Opening up to Mental Health Flashcards
What proportion of the UK population experiences a mental health problem each year ?
1 in 4 affected by a mental health problem each year in
UK
What proportion of GP appointments involve mental health ?
• 40% of GP appointments involve mental health
What is the most common mental health disorder in the UK ?
Most common mental health disorder in Britain is mixed anxiety and depression
What is the trend of suicides in Scotland from 2017 to 2018 ? Describe the epidemiology of these suicides.
Suicides increased (to about 800 from about 700 in 2018)
Men at much higher risk, especially between ages of 35 and 44 (cohort that is usually fit and well physically, and that don’t often go to doctor, especially for mental health)
What proportion of Scots take an antidepressant every day.
1 in 8 Scots (12%) take an antidepressant every day
Describe the trend in use of medicines used in the treatment of mental health conditions.
Most increasing, including antidepressants, drugs used in psychoses, dementia, and ADHD.
Only category decreasing is hypnotics and anxiolytics.
List reasons why antidepressant use is increasing.
- Less stigma so patients more likely to present
- Better patient-Dr rapport leading to better exploration of mental health
- Increase in frequency of mental health issues in population
- Possibly less counselling available in some areas (so more prescribing)

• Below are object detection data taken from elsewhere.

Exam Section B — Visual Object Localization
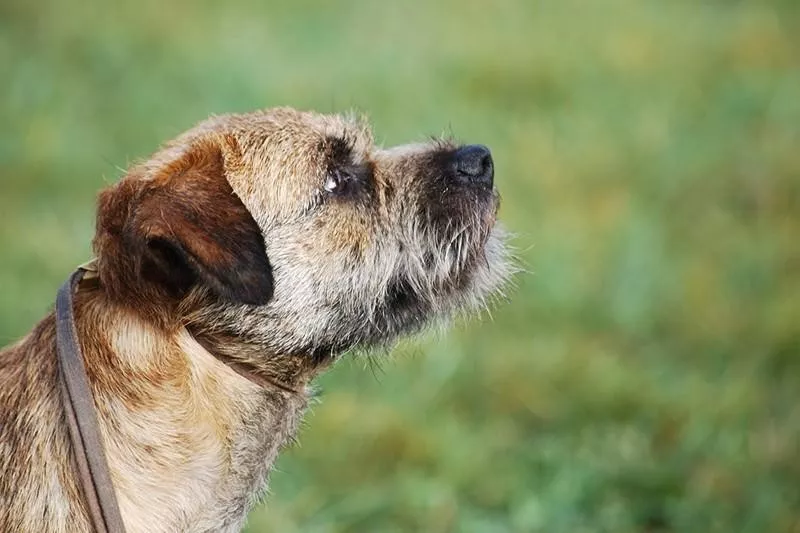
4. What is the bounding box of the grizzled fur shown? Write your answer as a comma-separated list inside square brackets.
[0, 109, 508, 533]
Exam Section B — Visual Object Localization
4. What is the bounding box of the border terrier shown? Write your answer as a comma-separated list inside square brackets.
[0, 108, 509, 533]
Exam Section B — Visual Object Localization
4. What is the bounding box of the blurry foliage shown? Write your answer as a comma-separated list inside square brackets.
[0, 0, 800, 533]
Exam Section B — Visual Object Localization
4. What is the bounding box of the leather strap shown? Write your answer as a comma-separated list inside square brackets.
[56, 265, 125, 533]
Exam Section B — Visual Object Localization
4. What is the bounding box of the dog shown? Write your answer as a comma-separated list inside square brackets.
[0, 108, 510, 533]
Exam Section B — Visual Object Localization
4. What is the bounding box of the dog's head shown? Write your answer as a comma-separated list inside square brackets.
[95, 109, 507, 364]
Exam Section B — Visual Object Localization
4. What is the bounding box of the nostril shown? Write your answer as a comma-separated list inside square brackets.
[454, 144, 494, 185]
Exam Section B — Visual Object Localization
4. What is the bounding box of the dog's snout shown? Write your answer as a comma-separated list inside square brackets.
[453, 144, 494, 187]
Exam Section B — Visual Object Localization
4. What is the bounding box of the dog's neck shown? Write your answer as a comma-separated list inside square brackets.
[76, 295, 307, 532]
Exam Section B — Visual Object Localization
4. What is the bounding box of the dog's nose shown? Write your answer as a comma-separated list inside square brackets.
[455, 144, 494, 187]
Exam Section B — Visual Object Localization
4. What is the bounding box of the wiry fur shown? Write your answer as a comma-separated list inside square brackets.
[0, 109, 508, 532]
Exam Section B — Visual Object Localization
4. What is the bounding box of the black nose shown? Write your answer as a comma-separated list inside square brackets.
[454, 144, 494, 187]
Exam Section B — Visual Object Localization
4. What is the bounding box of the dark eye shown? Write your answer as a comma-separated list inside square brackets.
[323, 169, 352, 194]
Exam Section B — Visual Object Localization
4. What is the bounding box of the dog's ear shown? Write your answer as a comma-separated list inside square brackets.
[100, 135, 273, 305]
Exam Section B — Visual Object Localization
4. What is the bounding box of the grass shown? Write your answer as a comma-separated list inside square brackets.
[0, 0, 800, 533]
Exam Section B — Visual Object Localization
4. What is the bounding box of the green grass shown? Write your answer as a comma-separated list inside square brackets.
[0, 0, 800, 533]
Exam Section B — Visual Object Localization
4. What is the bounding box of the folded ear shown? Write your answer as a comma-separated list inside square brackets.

- Possible increase in other pathologies where antidepressants may be used, such as conditions with chronic pain
List principles of talking about mental health.
- Begin the dialogue and seem comfortable with it
- Active listening and open questions (UNLESS need to assess suicide risk, by asking closed questions)

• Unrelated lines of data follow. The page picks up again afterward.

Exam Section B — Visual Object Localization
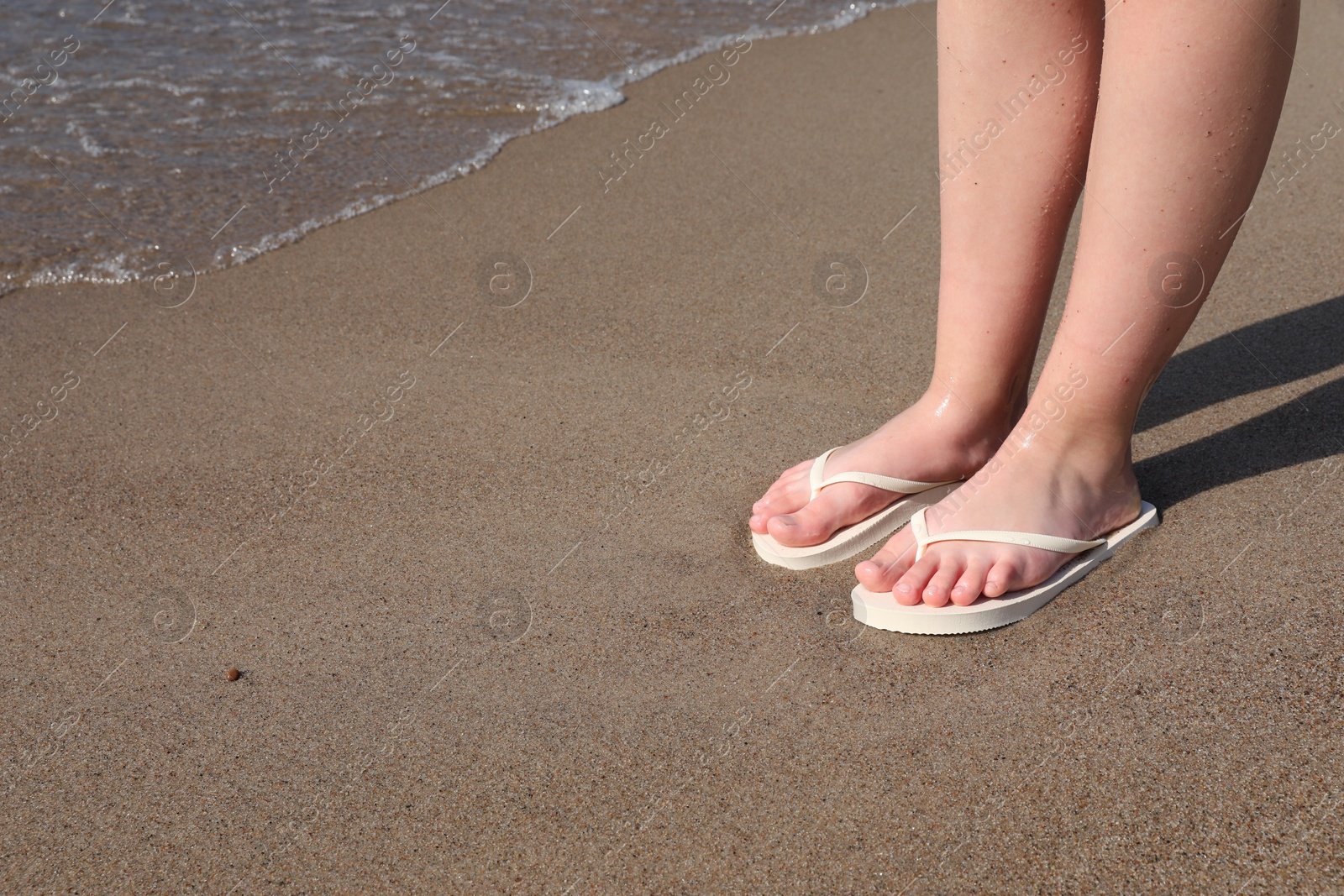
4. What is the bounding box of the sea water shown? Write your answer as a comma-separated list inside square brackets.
[0, 0, 895, 294]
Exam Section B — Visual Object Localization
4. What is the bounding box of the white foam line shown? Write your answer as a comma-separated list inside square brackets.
[89, 0, 117, 24]
[92, 321, 130, 358]
[546, 204, 583, 242]
[210, 203, 247, 240]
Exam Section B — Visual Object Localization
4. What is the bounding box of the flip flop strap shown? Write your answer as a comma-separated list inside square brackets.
[910, 508, 1106, 560]
[808, 446, 956, 501]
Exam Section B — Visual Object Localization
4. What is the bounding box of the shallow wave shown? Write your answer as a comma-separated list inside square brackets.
[0, 0, 911, 301]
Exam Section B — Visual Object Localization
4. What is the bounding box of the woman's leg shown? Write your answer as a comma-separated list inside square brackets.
[855, 0, 1299, 605]
[751, 0, 1102, 545]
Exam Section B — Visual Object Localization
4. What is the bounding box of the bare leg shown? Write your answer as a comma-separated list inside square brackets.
[855, 0, 1299, 605]
[751, 0, 1102, 545]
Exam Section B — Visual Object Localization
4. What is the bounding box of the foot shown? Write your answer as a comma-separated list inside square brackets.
[855, 435, 1140, 607]
[750, 392, 1011, 548]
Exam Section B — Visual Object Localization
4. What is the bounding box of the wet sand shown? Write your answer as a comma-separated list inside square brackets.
[0, 3, 1344, 896]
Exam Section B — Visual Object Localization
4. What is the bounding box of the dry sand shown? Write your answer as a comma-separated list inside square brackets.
[0, 0, 1344, 896]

- Be sensitive and encouraging, build relationship of trust
- nonjudgmental
- Acknowledge how they are feeling, validate
- Good time and place to talk, not rushed
- Confidentiality, dignity and respect (break confidentiality if person or other people at imminent risk and cannot be managed without informing others)
- Take care of yourself to take care of your patient
- Provide information appropriate to level of understanding
- Avoid clinical language without adequate explanation
- Provide written information where necessary
- Use interpreters where necessary
- Establish consent where necessary
- SIGNPOST if necessary
Identify some DON’Ts of talking about mental health.

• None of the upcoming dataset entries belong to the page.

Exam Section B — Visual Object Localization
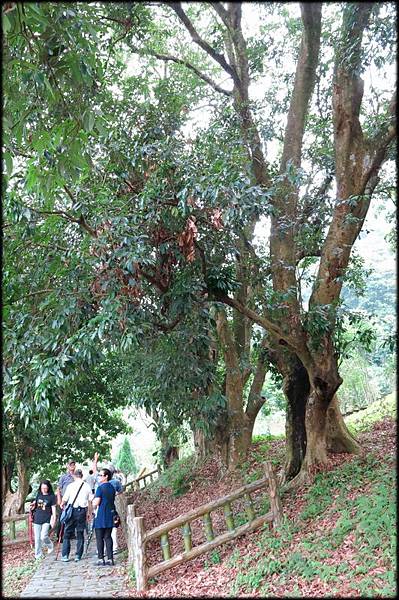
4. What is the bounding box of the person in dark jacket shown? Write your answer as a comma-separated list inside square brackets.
[93, 469, 115, 566]
[30, 479, 57, 559]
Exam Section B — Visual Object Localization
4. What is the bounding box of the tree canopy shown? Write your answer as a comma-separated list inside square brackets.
[3, 2, 396, 492]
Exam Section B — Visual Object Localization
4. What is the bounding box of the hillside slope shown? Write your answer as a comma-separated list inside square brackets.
[131, 404, 396, 598]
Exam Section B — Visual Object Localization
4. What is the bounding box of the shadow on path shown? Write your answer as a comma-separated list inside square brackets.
[20, 541, 129, 598]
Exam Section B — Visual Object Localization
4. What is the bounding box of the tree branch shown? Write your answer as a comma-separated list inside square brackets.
[363, 90, 397, 189]
[131, 47, 233, 96]
[213, 291, 297, 352]
[165, 2, 240, 85]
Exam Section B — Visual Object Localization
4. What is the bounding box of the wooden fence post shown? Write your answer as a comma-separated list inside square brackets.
[126, 504, 136, 565]
[132, 517, 147, 592]
[265, 462, 282, 527]
[10, 521, 17, 540]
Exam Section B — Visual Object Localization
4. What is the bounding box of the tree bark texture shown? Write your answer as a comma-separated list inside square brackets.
[3, 459, 29, 517]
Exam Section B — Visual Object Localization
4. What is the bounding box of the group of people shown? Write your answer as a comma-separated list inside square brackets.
[31, 452, 124, 566]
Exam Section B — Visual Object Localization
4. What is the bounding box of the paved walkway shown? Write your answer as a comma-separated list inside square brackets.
[20, 540, 129, 598]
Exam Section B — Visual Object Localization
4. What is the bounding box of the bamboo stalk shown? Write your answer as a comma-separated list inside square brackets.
[145, 478, 268, 542]
[126, 504, 136, 565]
[132, 517, 147, 592]
[147, 512, 273, 578]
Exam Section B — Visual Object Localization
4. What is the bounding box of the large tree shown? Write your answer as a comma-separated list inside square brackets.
[5, 3, 394, 476]
[132, 3, 396, 473]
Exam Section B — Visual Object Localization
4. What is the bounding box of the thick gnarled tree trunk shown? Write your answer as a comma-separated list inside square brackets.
[3, 460, 29, 517]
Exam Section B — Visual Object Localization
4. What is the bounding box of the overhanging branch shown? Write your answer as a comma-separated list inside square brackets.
[165, 2, 240, 85]
[132, 47, 233, 97]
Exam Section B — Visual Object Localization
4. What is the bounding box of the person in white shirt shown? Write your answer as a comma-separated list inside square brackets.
[61, 469, 92, 562]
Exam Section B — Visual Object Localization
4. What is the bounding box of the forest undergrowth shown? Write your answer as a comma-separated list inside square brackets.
[3, 395, 396, 598]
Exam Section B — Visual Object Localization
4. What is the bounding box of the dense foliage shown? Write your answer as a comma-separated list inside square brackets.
[3, 2, 395, 490]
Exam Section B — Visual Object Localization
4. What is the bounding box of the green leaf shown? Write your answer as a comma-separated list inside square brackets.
[3, 152, 13, 177]
[3, 15, 12, 33]
[83, 111, 95, 131]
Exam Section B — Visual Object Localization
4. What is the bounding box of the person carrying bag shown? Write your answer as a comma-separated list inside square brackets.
[61, 469, 92, 562]
[60, 481, 84, 527]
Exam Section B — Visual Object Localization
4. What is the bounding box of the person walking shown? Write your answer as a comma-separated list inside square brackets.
[85, 469, 96, 494]
[107, 463, 123, 554]
[55, 459, 76, 542]
[30, 479, 57, 560]
[61, 469, 92, 562]
[92, 452, 123, 554]
[93, 469, 115, 566]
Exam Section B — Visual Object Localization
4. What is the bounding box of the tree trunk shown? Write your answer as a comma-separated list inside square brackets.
[301, 390, 328, 471]
[283, 356, 310, 480]
[3, 460, 29, 517]
[327, 395, 360, 454]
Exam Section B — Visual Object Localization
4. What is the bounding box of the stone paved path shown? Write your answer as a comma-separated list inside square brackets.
[20, 540, 129, 598]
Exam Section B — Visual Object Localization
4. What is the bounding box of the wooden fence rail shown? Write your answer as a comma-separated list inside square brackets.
[130, 463, 281, 592]
[125, 466, 161, 490]
[2, 513, 29, 546]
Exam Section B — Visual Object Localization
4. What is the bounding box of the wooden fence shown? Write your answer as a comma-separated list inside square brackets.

- make dismissive comments like ‘snap out of it’, ‘cheer up’, ‘forget about it’, ‘pull yourself together”
- say ‘you know how they feel’ if you don’t
- point out that others are worse off
- blame the individual
- think of mental illness as a personal weakness or failing
- use words that stigmatise
Identify red flags for potential mental health problems.
- Unexplained chronic pain or fatigue
- Recurrent presentations
- Changes in eating or sleeping patterns
- Signs of impairment in work, school or home life
- Signs of past or present use of alcohol or drugs (risk factor, but also possibly bad coping mechanism)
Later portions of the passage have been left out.